O segundo problema tem a ver com a origem. Por que a sociedade demanda militares para representá-las, seja nos corpos legislativos, seja nos corpos do executivo? É claro que tem a ver com o problema da violência e da criminalidade. Porque a mensagem que uma candidatura autodenominada militar transmite para a sociedade é que ela representará e dará resposta, colocará na agenda, não retirará, o problema do crime. A resposta que o Estado tem que dar para o crime.

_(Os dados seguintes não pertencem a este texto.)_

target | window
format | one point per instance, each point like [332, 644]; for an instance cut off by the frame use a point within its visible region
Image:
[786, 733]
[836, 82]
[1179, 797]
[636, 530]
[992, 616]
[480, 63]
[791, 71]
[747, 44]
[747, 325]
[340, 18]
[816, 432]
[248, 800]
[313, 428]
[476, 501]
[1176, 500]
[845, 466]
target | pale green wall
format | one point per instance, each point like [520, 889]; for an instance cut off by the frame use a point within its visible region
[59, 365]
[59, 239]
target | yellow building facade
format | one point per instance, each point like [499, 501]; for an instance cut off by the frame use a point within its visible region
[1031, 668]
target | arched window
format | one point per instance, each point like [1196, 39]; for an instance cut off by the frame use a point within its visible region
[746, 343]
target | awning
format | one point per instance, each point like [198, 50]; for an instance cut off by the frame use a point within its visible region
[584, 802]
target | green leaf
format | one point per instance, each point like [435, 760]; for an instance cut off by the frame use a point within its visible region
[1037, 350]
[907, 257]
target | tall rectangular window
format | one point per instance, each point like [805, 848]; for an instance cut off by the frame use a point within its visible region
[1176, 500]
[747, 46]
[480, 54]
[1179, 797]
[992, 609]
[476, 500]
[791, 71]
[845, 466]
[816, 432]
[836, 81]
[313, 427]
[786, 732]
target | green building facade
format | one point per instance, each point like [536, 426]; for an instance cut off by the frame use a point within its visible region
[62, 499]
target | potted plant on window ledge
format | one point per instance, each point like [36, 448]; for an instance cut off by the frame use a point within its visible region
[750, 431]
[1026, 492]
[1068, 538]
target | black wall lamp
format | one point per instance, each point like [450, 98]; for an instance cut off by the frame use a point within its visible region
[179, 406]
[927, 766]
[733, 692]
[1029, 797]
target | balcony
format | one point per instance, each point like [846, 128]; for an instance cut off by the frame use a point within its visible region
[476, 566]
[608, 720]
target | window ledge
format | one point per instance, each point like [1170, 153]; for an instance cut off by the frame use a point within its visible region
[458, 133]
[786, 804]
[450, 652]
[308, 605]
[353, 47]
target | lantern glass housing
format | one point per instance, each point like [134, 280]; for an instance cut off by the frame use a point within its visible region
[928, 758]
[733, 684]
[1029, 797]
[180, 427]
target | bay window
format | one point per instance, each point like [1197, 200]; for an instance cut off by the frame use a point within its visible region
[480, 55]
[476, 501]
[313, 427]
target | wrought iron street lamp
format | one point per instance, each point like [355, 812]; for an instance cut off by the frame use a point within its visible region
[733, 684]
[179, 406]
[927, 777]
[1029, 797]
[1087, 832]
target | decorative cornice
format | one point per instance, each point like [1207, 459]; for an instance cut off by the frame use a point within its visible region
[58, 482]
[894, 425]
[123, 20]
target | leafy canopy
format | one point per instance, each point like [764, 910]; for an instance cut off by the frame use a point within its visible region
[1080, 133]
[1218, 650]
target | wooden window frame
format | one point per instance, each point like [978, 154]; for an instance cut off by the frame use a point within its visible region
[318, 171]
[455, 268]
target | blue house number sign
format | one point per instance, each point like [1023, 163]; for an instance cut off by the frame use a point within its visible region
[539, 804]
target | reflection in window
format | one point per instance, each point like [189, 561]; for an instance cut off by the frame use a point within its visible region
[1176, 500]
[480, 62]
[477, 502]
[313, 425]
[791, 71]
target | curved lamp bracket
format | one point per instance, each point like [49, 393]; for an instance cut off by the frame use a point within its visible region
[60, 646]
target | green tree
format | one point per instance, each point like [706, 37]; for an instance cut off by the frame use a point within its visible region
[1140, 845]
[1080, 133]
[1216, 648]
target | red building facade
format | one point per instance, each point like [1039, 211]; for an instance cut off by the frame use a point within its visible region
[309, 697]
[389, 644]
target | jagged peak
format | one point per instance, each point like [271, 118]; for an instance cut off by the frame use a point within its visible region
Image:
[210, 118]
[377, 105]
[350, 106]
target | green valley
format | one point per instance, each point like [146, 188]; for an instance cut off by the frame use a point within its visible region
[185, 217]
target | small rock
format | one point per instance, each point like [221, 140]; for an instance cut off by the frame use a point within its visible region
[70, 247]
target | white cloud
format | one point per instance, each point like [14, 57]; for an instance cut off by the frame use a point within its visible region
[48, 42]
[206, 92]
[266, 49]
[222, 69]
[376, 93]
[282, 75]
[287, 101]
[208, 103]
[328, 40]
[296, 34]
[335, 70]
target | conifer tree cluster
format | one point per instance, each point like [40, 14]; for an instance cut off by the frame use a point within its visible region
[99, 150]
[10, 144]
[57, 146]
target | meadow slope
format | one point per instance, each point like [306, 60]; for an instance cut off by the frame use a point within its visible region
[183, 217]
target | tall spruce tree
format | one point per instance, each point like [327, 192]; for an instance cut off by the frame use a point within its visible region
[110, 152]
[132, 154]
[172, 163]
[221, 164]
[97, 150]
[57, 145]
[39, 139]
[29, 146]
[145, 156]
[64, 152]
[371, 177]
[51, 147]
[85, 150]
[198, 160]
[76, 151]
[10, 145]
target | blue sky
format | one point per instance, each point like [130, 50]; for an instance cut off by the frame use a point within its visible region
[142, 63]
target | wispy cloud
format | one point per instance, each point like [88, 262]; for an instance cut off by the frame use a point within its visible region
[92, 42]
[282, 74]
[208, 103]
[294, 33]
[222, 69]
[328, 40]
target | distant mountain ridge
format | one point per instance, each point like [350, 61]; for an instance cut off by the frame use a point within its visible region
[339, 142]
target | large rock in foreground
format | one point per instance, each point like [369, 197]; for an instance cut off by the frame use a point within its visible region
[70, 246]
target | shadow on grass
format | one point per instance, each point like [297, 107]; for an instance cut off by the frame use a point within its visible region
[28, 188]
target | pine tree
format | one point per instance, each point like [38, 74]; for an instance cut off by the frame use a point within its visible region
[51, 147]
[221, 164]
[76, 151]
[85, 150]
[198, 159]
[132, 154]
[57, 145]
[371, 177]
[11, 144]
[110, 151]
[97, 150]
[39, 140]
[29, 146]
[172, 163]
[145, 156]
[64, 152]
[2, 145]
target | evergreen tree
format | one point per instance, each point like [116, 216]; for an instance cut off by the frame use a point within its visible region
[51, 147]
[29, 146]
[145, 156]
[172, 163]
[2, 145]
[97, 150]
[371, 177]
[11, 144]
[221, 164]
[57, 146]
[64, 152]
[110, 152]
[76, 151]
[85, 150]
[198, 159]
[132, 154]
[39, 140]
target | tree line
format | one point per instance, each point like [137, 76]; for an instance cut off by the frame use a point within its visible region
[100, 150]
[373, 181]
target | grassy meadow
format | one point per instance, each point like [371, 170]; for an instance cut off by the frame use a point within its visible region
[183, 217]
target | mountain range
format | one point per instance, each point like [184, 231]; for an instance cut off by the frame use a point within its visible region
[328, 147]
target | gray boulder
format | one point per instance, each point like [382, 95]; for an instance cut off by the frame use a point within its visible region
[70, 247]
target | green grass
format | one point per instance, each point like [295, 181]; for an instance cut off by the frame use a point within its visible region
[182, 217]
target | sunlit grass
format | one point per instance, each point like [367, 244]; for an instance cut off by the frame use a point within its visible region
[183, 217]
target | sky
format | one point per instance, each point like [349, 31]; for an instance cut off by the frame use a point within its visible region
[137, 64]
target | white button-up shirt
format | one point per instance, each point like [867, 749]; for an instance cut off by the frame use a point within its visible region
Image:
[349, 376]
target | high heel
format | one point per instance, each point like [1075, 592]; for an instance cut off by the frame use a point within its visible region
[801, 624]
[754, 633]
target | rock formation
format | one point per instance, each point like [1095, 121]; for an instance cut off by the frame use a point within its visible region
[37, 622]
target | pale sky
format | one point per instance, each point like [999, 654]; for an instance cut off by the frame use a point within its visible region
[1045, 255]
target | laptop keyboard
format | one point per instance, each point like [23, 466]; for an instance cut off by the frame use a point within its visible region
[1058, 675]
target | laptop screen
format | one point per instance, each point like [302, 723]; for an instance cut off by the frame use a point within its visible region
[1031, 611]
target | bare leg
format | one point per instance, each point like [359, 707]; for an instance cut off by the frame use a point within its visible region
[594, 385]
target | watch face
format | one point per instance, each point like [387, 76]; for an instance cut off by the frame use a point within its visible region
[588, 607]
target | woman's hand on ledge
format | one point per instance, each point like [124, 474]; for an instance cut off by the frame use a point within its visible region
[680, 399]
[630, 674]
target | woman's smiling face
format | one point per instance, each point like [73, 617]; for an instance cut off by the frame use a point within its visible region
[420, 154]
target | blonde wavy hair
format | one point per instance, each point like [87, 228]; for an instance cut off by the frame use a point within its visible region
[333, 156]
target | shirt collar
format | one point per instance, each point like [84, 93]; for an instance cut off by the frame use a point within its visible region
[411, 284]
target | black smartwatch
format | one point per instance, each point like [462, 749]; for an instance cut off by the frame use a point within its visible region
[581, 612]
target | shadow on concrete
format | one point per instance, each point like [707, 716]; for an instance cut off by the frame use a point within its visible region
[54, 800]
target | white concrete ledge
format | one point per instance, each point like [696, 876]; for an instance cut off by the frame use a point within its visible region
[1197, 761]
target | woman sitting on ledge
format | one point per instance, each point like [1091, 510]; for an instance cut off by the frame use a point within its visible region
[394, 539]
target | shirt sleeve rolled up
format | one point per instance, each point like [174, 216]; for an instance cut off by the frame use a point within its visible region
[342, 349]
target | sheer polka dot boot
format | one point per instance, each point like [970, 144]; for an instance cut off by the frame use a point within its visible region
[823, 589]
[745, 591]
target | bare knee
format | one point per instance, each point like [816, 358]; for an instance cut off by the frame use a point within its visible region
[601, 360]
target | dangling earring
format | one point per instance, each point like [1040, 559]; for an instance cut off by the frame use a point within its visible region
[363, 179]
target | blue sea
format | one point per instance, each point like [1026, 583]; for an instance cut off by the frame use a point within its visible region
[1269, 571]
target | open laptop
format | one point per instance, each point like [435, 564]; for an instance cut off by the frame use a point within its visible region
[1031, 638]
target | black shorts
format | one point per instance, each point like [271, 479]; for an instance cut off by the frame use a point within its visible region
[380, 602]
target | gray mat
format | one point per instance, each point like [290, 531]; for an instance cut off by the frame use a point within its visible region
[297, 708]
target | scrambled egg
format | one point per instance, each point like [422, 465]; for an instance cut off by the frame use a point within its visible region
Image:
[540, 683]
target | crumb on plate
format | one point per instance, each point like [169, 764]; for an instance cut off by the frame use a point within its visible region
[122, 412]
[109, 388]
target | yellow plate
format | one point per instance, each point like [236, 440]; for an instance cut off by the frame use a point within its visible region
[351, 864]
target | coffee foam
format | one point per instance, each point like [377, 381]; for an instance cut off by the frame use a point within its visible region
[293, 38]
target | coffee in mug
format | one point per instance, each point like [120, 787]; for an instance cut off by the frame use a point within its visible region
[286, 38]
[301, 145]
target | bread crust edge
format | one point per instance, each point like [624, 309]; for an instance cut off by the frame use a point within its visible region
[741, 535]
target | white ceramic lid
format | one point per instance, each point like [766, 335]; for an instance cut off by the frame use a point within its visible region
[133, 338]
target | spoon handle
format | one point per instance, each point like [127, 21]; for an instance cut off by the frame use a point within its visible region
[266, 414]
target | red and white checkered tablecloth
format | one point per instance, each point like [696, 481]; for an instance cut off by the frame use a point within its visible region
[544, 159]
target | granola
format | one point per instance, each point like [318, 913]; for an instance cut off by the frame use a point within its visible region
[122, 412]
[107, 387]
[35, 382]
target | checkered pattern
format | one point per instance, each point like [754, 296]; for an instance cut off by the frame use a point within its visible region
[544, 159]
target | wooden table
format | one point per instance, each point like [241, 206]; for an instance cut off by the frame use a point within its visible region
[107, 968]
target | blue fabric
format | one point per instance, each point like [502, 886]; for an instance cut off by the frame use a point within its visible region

Mas as candidaturas de militares (policiais e das Forças Armadas) representam na verdade a falência do Estado e do governo ao lidar com o problema da violência e da criminalidade. E é o aprofundamento dessa falência, é um paradoxo. Porque na verdade a resposta que nós sabemos que precisa ser dada ao problema da violência e da criminalidade, as patologias importantes brasileiras, mas não só, mas no Brasil, um dos lugares mais violentos do mundo, as cidades brasileiras estão entre as cidades mais violentas do mundo. Esse problema de violência e criminalidade estão ligados ao problema social de inclusão e desigualdade, associado ao tráfico de drogas, associado ao tráfico de armas.
Uma sociedade armada e muito desigual. Essa combinação é explosiva e desemboca no problema crônico da violência. Nós sabemos que o problema do tráfico de armas tem relação com a falta de controle que as próprias polícias e o Exército têm sobre a sua matéria prima, sobre o seu equipamento básico, então sua origem é ali. Então tem um potencial conflito de interesses nessas candidaturas nas respostas que elas vão dar ao problema.
E o problema da desigualdade, outro elemento, outra variação, nessa combinação explosiva. A desigualdade não se combate com violência estatal ou repressão. A desigualdade se combate com políticas públicas de inclusão, que inclui a política de segurança, uma política de ordem e lei bem implementada, nem pensada, mas não só. E na verdade o que a sociedade está fazendo ao produzir essas candidaturas e ao votar nessas candidaturas é um reducionismo que vai gerar mais problemas, que vai aumentar mais o fosso, que vai só aumentar o paradoxo.
Então eu queria fazer essa reflexão do fenômeno que se repete no crescimento significativo do contingente de militares concorrendo aos cargos públicos. Acho que é sintoma da incapacidade do Estado e do governo brasileiro em lidar com a questão da desigualdade e é sintoma de uma falência das próprias forças de segurança. Então acho que as próprias elites militares precisam pensar o modo pelo qual se relacionam com a política e incentivam as pessoas que estão entrando nas corporações a entrarem nas suas carreiras.
*Fabiano Santos é professor do Instituto de Estudos Sociais e Políticos da Universidade do Estado do Rio de Janeiro (IESP-UERJ), onde coordena o Núcleo de Estudos sobre o Congresso (NECON).
Publicado originalmente no Observatório das Eleições 2020 do Instituto da Democracia e Democratização da Comunicação (INCT/IDDC).